In machine learning, we often assume that a data set lies on a low-dimensional manifold (the manifold assumption), but is there any formal proof saying that assuming the data set satisfies certain conditions, it can be shown that it indeed forms (approximately) a low-dimensional manifold?

For example, given a data sequence $\{\mathbf{X}_1 \ldots \mathbf{X}_n\}$ where $\mathbf{X_i} \in \mathbb{R}^d$ (say the sequence of face images with different angles) and a corresponding label sequence $\{ y_1 \ldots y_n\}$ where $y_1 \preceq y_2 \ldots \preceq y_n$ (say the angles of the face sequence). Suppose when $X_i$ and $X_{i+1}$ are very close, their labels $y_i$ and $y_{i+1}$ are also very close, we can imagine that it is likely that $\{\mathbf{X}_1 \ldots \mathbf{X}_n\}$ lies on a low-dimensional manifold. Is this true? If so, how can we prove it? Or what conditions does the sequence need to satisfy so that the manifold assumption can be proven to be true?

Thanks in advance!

1

There are 1 best solutions below

2
On BEST ANSWER

I am not aware of any necessary and / or sufficient condition to prove that a finite set of data in $\mathbb R^n$ is actually contained in a smooth submanifold $\mathcal M$ of low dimension.

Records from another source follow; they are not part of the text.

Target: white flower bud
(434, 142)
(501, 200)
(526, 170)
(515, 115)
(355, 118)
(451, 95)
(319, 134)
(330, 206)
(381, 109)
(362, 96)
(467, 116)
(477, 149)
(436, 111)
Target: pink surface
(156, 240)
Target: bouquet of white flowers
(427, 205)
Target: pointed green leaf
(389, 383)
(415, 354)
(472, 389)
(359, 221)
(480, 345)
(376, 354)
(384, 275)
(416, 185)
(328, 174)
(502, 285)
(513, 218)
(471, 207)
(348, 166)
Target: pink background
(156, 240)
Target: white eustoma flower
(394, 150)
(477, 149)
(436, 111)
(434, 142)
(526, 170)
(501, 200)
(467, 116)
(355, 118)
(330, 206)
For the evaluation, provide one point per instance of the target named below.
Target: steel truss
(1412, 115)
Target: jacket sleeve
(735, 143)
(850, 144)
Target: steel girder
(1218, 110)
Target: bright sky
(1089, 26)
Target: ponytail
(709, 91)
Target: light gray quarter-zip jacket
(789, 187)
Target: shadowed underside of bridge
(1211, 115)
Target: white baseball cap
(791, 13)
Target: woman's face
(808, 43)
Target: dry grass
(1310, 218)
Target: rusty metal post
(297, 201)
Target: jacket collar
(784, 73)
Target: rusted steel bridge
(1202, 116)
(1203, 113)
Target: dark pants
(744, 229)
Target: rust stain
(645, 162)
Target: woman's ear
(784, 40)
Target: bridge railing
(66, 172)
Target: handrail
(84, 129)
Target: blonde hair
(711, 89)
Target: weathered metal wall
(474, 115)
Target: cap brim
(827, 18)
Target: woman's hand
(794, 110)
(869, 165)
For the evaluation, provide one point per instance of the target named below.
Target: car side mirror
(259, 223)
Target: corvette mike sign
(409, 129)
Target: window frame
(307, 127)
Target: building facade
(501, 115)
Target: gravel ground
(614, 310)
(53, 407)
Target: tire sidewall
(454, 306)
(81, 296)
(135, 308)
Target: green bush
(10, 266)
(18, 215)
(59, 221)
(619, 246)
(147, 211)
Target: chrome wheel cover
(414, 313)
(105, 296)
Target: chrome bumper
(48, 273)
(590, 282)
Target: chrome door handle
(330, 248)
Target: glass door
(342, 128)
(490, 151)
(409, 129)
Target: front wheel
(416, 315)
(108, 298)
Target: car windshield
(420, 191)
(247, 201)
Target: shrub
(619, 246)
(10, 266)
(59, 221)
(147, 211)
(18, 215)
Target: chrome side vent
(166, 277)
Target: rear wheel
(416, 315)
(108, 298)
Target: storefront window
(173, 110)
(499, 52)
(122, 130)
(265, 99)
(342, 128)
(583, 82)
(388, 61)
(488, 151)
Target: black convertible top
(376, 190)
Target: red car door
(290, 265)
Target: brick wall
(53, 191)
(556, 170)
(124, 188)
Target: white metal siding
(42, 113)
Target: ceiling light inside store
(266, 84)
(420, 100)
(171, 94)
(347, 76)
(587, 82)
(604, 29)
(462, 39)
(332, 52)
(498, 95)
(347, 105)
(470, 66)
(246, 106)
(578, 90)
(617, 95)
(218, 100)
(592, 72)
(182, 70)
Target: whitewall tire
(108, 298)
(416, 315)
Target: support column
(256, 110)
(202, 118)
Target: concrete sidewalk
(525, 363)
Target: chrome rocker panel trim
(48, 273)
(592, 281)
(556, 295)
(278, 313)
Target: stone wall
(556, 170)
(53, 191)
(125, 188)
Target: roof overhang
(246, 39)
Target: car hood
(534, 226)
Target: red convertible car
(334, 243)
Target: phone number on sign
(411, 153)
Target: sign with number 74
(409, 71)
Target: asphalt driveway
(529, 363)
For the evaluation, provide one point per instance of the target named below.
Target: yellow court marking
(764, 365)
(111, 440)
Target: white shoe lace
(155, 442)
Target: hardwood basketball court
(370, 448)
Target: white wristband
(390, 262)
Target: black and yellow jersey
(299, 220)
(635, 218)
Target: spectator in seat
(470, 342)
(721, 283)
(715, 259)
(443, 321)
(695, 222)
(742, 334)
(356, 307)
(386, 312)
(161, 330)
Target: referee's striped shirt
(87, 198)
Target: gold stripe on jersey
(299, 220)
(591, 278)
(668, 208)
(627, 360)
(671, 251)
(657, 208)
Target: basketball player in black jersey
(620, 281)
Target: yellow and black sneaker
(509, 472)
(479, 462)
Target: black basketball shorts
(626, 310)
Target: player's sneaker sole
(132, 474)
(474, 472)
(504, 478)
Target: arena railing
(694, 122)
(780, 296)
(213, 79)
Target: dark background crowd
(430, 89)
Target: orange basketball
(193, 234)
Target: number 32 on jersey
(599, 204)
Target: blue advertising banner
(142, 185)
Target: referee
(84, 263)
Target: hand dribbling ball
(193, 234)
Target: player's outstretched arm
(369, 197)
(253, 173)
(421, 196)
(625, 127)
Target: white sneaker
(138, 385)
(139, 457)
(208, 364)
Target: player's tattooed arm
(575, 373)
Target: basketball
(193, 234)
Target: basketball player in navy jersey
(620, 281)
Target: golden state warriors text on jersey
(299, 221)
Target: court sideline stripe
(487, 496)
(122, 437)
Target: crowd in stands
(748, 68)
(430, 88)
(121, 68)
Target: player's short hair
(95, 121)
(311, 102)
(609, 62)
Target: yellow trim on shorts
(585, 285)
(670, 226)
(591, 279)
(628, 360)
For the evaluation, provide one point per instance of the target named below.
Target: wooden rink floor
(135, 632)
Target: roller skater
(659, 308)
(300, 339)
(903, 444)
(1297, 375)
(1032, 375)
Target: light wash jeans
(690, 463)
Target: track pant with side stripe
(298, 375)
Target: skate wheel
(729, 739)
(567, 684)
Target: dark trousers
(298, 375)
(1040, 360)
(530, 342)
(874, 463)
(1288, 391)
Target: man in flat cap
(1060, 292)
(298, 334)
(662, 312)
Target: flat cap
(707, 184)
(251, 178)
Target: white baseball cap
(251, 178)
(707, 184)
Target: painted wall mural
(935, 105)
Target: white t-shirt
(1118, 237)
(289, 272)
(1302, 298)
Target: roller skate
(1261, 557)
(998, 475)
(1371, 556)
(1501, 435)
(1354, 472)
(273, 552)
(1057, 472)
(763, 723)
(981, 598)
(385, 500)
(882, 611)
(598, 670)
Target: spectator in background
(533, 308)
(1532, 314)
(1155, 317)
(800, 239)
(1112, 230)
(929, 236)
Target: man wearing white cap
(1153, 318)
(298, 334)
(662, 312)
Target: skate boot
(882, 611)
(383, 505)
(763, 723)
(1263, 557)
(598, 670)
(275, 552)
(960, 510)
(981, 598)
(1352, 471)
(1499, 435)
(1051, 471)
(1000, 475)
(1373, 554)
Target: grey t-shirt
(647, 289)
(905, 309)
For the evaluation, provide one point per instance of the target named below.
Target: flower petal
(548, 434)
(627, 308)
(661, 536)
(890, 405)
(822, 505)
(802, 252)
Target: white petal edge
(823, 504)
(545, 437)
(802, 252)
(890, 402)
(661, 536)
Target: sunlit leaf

Actually, modern studies try to identify the topological structure lying behind a given set of data (yes, we have to move down to the topological level) using algebraic topology and, in particular, information coming from persistent homology. This some sort of backward reconstruction: the topological information gathered by the methodology are used for inference or to further characterize clusters of data. A survey is contained in this nice paper. This new machinery is quite powerful, as it is more flexible than MDS and PCA and allows the user to introduce functions to control the simplicial complex definition which is at the core of the method itself.

In some applications the authors showed that the given data lie on a smooth manifold; the machinery works at the algebraic topology level, though.

If you are interested in this backward reconstruction, then I would start by considering the nice case of the noisy circle introduced in here.